Racism and inadequate access to care further isolate people in need. For instance, maternity care deserts, caused by the increasing number of hospital closures in rural communities, have increased and led to an increase in out-of-hospital and preterm births and births in hospitals without obstetric units in the following year after closure (Kozhimannil et al., 2018). The degree of isolation and lack of services may contribute to maternal mortality in the U.S. and exacerbate the socioeconomic differences within contrasting populations. This phenomenon was highlighted in a study in Louisiana, where those with a lack of maternity care experienced a 91% increase in the risk of death during pregnancy and up to one year postpartum (Wallace et al., 2021). Sadly, even with access, women of color may choose to deliver outside of the hospital due to racism and obstetric birth trauma. We need to improve our services.
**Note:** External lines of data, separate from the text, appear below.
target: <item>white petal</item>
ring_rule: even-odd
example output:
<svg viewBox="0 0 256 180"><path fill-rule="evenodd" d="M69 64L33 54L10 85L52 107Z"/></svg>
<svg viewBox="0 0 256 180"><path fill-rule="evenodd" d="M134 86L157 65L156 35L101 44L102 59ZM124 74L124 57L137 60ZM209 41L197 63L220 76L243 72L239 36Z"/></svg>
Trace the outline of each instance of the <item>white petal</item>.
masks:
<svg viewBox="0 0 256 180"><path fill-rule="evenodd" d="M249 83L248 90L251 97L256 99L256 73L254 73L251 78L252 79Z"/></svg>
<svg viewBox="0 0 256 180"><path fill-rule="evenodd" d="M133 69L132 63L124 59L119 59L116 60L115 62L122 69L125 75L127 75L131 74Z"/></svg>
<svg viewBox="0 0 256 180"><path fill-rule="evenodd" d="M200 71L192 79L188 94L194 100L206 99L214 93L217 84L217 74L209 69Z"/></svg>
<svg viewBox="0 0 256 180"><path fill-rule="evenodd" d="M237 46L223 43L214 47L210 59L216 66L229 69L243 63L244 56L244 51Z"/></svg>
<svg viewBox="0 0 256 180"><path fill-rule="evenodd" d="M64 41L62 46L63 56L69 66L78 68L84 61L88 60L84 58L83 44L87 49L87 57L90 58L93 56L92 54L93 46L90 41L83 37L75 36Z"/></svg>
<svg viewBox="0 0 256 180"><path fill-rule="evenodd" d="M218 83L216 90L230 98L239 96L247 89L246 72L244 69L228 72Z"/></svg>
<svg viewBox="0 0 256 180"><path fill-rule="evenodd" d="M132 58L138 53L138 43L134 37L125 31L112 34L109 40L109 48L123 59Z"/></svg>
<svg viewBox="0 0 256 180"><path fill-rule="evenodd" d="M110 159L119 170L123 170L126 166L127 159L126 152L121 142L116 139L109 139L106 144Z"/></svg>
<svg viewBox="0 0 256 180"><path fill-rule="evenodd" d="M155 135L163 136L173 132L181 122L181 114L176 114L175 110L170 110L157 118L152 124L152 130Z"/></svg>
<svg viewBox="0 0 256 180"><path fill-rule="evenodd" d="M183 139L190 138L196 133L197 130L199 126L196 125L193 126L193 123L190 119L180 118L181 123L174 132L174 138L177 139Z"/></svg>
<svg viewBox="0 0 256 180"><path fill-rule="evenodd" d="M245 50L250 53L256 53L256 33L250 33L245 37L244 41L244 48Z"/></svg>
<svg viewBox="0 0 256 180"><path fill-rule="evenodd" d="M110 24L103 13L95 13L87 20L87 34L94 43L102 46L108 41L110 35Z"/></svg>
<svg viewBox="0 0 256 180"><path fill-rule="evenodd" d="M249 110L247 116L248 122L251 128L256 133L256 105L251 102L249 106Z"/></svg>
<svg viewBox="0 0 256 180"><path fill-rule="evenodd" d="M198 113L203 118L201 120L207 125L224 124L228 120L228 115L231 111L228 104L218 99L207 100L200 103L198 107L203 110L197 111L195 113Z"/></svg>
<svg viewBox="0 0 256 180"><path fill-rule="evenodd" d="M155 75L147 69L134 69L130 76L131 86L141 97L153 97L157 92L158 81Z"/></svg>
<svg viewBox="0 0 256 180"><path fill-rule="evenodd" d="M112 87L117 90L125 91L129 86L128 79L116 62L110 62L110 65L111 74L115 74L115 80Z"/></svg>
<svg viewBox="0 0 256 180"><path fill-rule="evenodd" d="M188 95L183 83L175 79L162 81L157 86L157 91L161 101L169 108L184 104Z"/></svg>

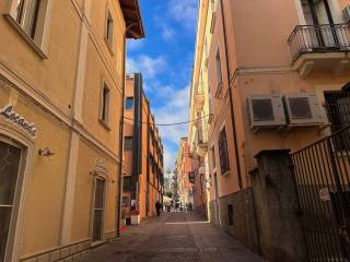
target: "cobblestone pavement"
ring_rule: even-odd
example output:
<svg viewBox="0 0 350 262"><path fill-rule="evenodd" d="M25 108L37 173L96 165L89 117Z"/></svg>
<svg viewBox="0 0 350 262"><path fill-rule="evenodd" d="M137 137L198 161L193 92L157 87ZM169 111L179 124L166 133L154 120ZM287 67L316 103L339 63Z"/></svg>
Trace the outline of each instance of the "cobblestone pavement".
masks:
<svg viewBox="0 0 350 262"><path fill-rule="evenodd" d="M130 227L86 262L262 262L238 241L194 213L163 213Z"/></svg>

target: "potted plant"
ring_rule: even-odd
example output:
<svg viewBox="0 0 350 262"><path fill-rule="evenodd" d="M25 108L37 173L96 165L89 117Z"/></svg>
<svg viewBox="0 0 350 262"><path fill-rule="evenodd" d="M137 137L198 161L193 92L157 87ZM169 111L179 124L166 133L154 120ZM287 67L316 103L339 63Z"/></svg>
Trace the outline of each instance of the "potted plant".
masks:
<svg viewBox="0 0 350 262"><path fill-rule="evenodd" d="M140 224L140 211L133 210L130 212L131 215L131 225L139 225Z"/></svg>

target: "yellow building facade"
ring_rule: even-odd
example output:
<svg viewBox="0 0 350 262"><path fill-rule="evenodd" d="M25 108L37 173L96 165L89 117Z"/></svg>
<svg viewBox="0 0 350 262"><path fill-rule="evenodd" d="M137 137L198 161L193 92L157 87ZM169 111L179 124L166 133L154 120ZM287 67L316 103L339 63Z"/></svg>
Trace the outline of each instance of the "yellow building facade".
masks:
<svg viewBox="0 0 350 262"><path fill-rule="evenodd" d="M197 40L190 88L190 123L188 144L194 172L194 205L208 215L210 200L208 128L211 123L210 86L208 81L208 59L215 20L215 0L203 0L199 4ZM197 120L198 119L198 120ZM208 215L209 217L209 215Z"/></svg>
<svg viewBox="0 0 350 262"><path fill-rule="evenodd" d="M7 0L0 13L0 261L80 260L118 233L138 1Z"/></svg>

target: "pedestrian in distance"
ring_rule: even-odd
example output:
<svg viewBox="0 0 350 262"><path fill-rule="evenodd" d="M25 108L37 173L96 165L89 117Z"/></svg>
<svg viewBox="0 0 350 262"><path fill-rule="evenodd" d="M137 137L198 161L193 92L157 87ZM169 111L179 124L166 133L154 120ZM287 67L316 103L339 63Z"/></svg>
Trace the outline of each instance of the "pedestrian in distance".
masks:
<svg viewBox="0 0 350 262"><path fill-rule="evenodd" d="M162 209L162 204L159 201L156 201L155 202L156 216L161 215L161 209Z"/></svg>

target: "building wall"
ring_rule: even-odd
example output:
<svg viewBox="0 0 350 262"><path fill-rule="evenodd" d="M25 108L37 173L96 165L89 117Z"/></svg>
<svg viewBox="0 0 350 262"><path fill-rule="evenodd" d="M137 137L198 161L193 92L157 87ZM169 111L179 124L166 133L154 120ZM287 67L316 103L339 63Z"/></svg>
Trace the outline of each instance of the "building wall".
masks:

Most pregnancies in the U.S. are considered low risk. “High risk” describes a pregnancy with risk to the woman, fetus, or both, increasing the likelihood of a complication, adverse event, or poor outcomes occurring during or after the pregnancy or birth. However, there is always a risk of complications in pregnancy and delivery. The rising number of obese patients, the increasing age at first delivery, the increasing use of fertility treatments, and societal factors play a role in increasing the risk of pregnancy. Women aged 35 or above are at greater risk of maternal mortality, preeclampsia, poor fetal growth, fetal distress, and stillbirth when compared to mothers aged 25-29 (SMFM 2014; Cavazos-Rehg et al., 2015), and this age range accounted for 18% of all births in 2017. Despite this risk, mothers ages 35 and older were more likely to birth at home (23.6%) or at a birth center (18.1%) compared to a hospital birth (17.5%), without available specialty-specific interventions.